Uma palavra a abrir…
Porquê um “site”? Era há muito esperado por uns, era desejado por outros, foi esboçado e preparado por dois amigos cuja generosidade não saberei agradecer, finalmente assumido… contando com os eventuais riscos de uma exposição, abrimos aqui as portas de um espaço que coloca à disposição dos interessados quase uma vida de trabalho, realizado no silêncio e no espaço restrito de um apartamento, embora inspirado ou despertado, quantas vezes, na paisagem que desfrutava ao compasso das caminhadas que os cuidados de saúde já me vão impondo.
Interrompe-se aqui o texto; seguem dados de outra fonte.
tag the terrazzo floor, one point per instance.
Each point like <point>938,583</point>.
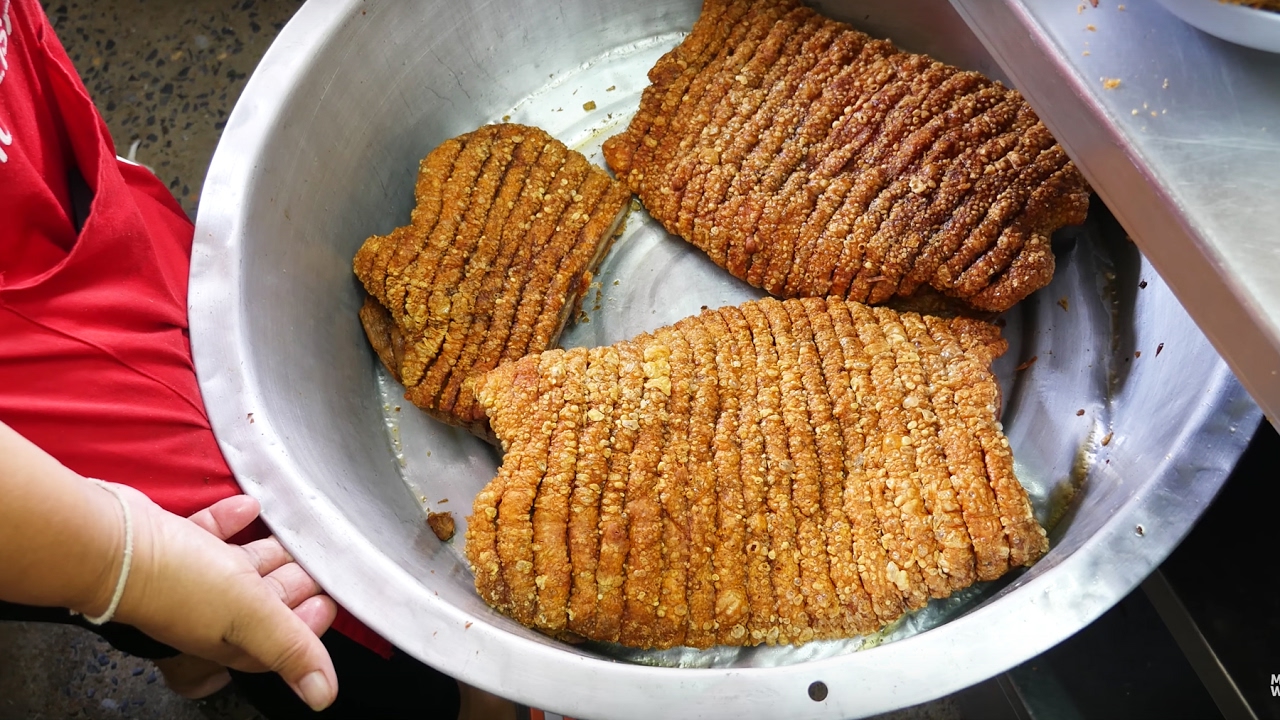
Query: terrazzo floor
<point>165,74</point>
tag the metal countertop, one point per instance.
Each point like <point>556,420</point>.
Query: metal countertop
<point>1184,150</point>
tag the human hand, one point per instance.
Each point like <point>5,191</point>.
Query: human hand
<point>250,607</point>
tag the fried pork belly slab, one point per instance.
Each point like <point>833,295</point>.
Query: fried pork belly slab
<point>507,229</point>
<point>812,160</point>
<point>773,473</point>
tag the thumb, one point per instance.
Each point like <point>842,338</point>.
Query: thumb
<point>283,642</point>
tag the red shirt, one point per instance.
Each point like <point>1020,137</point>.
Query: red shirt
<point>95,364</point>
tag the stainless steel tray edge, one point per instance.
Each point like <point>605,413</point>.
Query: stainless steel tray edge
<point>1161,490</point>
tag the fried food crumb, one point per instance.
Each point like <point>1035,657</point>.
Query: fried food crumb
<point>442,524</point>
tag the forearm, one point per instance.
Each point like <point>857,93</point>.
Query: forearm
<point>60,536</point>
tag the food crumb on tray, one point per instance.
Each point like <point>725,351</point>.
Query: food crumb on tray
<point>442,524</point>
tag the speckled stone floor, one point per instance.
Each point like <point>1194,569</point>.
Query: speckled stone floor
<point>165,76</point>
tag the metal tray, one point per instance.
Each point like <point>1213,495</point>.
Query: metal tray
<point>1124,425</point>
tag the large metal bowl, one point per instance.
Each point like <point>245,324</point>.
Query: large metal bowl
<point>1120,452</point>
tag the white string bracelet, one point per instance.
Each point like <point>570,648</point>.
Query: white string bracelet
<point>128,555</point>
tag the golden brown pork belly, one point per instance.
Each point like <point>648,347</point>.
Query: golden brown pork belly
<point>507,228</point>
<point>812,160</point>
<point>773,473</point>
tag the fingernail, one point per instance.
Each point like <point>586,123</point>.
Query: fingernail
<point>315,691</point>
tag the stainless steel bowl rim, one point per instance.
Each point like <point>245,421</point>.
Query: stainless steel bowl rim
<point>1029,618</point>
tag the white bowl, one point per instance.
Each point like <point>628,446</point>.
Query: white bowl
<point>1233,23</point>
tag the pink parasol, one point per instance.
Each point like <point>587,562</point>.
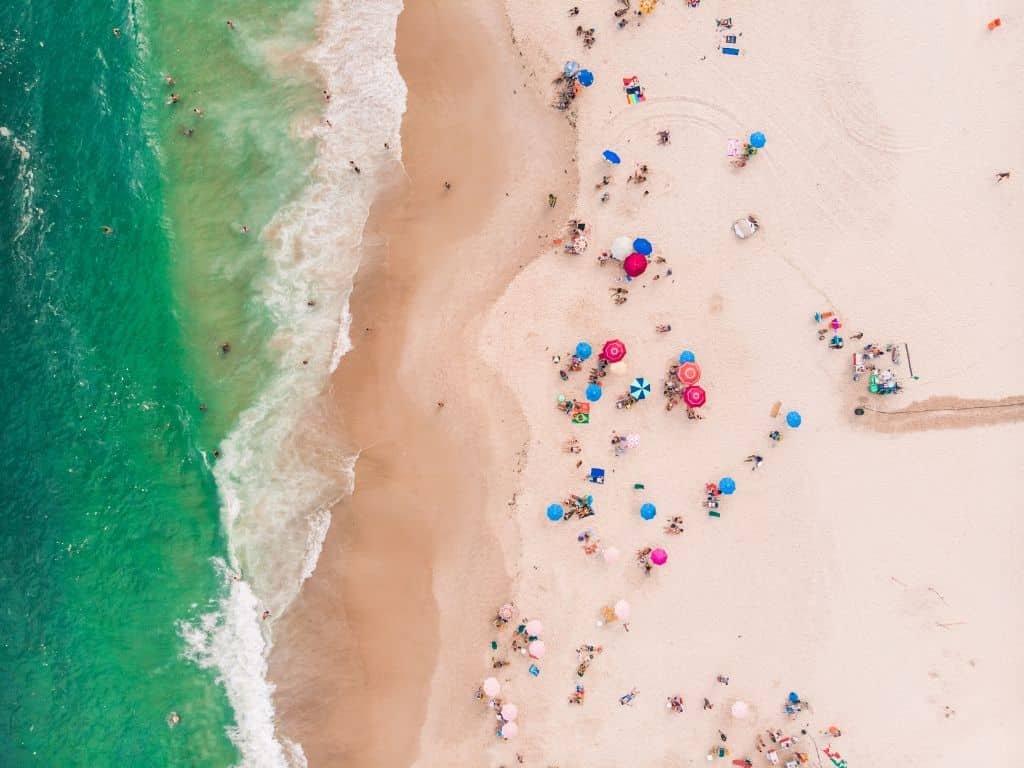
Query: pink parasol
<point>613,350</point>
<point>694,396</point>
<point>688,373</point>
<point>635,264</point>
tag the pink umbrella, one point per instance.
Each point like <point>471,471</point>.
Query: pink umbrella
<point>635,264</point>
<point>613,350</point>
<point>688,373</point>
<point>492,687</point>
<point>694,396</point>
<point>622,610</point>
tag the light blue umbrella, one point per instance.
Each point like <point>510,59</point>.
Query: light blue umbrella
<point>640,388</point>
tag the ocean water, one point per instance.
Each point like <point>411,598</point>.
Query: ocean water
<point>135,562</point>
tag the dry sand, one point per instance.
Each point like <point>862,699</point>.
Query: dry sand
<point>876,573</point>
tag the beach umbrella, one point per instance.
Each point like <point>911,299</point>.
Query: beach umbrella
<point>694,396</point>
<point>613,350</point>
<point>688,373</point>
<point>622,610</point>
<point>635,264</point>
<point>622,247</point>
<point>640,388</point>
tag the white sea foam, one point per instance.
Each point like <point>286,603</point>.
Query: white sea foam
<point>278,476</point>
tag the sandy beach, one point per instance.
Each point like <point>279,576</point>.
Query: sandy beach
<point>863,565</point>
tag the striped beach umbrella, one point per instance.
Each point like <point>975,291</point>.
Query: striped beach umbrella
<point>640,388</point>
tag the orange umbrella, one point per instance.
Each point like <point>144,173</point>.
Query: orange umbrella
<point>688,373</point>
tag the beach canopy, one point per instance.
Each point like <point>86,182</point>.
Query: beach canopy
<point>642,246</point>
<point>635,264</point>
<point>492,687</point>
<point>688,373</point>
<point>613,350</point>
<point>640,388</point>
<point>622,610</point>
<point>694,396</point>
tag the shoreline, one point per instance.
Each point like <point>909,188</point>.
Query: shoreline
<point>366,646</point>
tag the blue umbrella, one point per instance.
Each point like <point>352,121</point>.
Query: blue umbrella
<point>642,246</point>
<point>640,388</point>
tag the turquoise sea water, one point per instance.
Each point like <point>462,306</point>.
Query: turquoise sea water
<point>111,342</point>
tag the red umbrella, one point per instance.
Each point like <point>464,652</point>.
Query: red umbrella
<point>694,396</point>
<point>613,350</point>
<point>635,264</point>
<point>688,373</point>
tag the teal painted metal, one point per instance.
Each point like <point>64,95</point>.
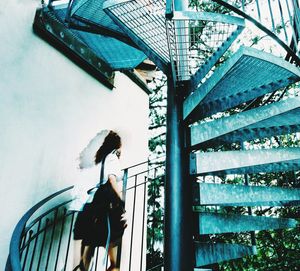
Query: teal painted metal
<point>248,74</point>
<point>245,162</point>
<point>145,23</point>
<point>241,195</point>
<point>49,27</point>
<point>214,223</point>
<point>206,254</point>
<point>275,119</point>
<point>212,60</point>
<point>145,27</point>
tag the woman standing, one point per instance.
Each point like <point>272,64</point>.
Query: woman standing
<point>101,222</point>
Durante muito tempo, fui escrevendo ou por solicitação de algum interessado ou por estrita necessidade de encontrar recursos para cumprir as funções de responsável pela actividade musical em diversos campos, quer no mundo sacro ou litúrgico quer no mundo profano. Nesses tempos orientava-me a ideia de que não valia a pena escrever pensando no futuro; já temos muita música boa, graças a Deus, e não ia ser eu acrescentar valor a um património cujos méritos são incontestáveis.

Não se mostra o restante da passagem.